Desde los primeros tiempos de la humanidad el ser humano se ha sentido atemorizado por la potencia de truenos y relámpagos que brotados del fulminante rayo ofrecen un escenario incontrolable salido de la fuerza del universo, de la materia, de la tierra.
La presentación de Dios pronto se hizo rodeada de truenos y relámpagos con centellas de rayos fulminantes traduciendo así la sensación de grandeza y misterio en la existencia; el hombre no veía otra manera de aceptar la incontrolable fuerza brotada de las nubes que la huida, el miedo y la confesión del poder incontrolable del universo.
Pero el 17 de enero de 1706 nació en tierras de Norteamérica un hombre que vino a posibilitar el control de esta fuerza de la naturaleza: el rayo con sus truenos y relámpagos; este hombre fue Benjamín Franklin.

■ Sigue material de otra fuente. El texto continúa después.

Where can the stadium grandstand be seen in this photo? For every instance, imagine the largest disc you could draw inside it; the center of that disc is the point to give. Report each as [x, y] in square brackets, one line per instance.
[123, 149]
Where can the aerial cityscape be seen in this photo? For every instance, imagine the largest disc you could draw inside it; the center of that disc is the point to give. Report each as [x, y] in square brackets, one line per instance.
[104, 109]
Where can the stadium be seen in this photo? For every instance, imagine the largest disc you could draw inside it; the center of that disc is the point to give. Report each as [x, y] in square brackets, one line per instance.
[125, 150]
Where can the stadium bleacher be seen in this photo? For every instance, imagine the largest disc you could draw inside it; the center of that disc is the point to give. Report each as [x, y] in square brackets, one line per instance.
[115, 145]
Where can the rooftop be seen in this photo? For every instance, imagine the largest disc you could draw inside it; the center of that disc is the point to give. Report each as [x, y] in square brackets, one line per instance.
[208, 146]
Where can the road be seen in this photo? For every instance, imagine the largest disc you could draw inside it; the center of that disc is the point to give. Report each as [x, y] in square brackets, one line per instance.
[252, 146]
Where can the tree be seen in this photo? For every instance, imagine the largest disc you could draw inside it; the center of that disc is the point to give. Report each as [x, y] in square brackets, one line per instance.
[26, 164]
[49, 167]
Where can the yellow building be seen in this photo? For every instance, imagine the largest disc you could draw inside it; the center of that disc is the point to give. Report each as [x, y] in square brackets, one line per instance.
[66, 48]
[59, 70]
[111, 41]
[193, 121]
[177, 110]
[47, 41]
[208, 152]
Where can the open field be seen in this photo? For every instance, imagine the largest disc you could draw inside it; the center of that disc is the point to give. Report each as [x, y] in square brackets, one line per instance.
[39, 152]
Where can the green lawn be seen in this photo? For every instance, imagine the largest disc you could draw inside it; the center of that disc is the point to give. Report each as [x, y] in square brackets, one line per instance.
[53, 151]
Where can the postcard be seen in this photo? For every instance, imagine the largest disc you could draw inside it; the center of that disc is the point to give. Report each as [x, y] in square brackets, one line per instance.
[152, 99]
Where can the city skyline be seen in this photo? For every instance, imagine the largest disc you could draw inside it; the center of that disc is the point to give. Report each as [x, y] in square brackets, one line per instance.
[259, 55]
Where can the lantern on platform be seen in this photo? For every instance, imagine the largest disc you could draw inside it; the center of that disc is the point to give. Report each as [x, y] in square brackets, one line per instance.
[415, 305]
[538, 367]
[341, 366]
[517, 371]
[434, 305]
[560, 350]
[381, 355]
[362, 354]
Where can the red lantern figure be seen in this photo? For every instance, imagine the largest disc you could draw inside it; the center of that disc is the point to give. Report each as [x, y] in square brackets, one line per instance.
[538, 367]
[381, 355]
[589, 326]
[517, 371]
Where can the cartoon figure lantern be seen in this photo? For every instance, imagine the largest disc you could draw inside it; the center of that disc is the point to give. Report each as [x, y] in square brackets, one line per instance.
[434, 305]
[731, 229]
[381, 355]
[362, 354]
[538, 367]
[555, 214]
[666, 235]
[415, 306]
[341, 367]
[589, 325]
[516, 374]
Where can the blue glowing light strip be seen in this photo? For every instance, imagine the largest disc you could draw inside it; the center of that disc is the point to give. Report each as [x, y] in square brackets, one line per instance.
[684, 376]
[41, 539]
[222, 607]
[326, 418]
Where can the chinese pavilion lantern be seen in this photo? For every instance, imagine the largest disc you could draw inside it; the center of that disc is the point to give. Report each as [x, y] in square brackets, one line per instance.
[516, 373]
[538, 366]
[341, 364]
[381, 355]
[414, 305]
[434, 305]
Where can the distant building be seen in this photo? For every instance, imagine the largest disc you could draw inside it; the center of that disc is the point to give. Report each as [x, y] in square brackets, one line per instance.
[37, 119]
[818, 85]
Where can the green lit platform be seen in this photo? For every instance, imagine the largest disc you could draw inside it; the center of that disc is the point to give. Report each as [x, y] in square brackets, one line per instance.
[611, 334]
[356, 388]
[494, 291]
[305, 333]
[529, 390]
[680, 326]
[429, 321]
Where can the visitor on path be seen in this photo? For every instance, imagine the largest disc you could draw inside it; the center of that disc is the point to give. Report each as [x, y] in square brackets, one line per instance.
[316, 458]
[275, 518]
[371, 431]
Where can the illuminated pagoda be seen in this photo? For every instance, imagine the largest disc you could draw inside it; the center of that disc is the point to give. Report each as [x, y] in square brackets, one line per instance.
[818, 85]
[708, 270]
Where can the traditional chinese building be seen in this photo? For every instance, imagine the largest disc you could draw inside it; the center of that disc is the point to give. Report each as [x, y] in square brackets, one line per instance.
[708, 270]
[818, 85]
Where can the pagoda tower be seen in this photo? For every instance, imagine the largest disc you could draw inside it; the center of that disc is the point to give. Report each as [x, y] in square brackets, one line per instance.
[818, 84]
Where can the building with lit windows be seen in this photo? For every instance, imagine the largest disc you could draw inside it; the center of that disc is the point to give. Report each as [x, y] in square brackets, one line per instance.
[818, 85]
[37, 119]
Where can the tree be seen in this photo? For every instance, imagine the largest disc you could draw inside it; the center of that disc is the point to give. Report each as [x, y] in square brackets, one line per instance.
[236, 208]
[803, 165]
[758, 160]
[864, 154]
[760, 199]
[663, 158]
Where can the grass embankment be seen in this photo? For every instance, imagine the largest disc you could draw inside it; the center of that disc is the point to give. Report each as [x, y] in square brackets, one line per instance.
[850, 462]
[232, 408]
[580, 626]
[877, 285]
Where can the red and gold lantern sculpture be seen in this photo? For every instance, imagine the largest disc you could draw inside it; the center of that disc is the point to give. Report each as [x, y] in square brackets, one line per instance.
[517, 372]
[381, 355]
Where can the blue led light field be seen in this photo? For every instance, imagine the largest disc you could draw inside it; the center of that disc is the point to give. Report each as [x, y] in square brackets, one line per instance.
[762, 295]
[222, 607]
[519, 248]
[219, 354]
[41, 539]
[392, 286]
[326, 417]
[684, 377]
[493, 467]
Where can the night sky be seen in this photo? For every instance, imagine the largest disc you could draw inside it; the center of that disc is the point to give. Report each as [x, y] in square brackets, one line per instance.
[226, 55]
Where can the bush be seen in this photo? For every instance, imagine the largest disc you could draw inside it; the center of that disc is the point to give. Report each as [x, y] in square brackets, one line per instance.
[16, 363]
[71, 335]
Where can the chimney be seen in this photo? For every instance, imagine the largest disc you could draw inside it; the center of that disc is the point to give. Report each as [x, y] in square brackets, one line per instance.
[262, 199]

No hizo estudios en altas academias científicas sino que la tenacidad en la investigación, la paciencia en los experimentos, la observación de los fenómenos naturales, el deseo de servicio a la humanidad le llevaron a penetrar realidades que hicieron posible un invento maravilloso en servicio de la historia del dominio del hombre: el pararrayos.
Empedernido empresario y periodista llegó a la dirección de la oficina de correos de Filadelfia y en sus ratos libres investigaba, estudiaba, hacía proyectos.
Una invernal noche sacudida por rayos de temibles sonidos elevó una cometa con un hilo metálico porque quería experimentar lo que ya sospechaba; que las nubes al chocar hacían brotar electricidad que caía en forma de rayo luminoso sobre la tierra y si no era canalizada podía ser fuerza destructora.
Al otro día colocó en lo alto de un edificio una vara con punta de metal y una cuerda metálica que tocaba tierra para que allí fuera reducida la potencia del rayo; ese día nació el pararrayos que tanto bien hace a la humanidad librando de muerte y destrucciones de campos y casas.
Se me ocurre que en la vida diaria hace falta “seres pararrayos”, hombres y mujeres que sepan canalizar la furia de muchos, las rabias de otros y las violencias de una gran mayoría; que sepan aminorar el efecto destructor de las iras incontroladas.
Nos hacen falta seres así, serenos, pacientes, amigos de unir, de acallar insultos y brotes de iras inmoderadas, seres pacíficos y mansos, fuertes para controlar y canalizar la vitalidad de muchos hacia objetivos de paz y justicia.
Ojalá hoy al menos optemos por actuar como “seres pararrayos”.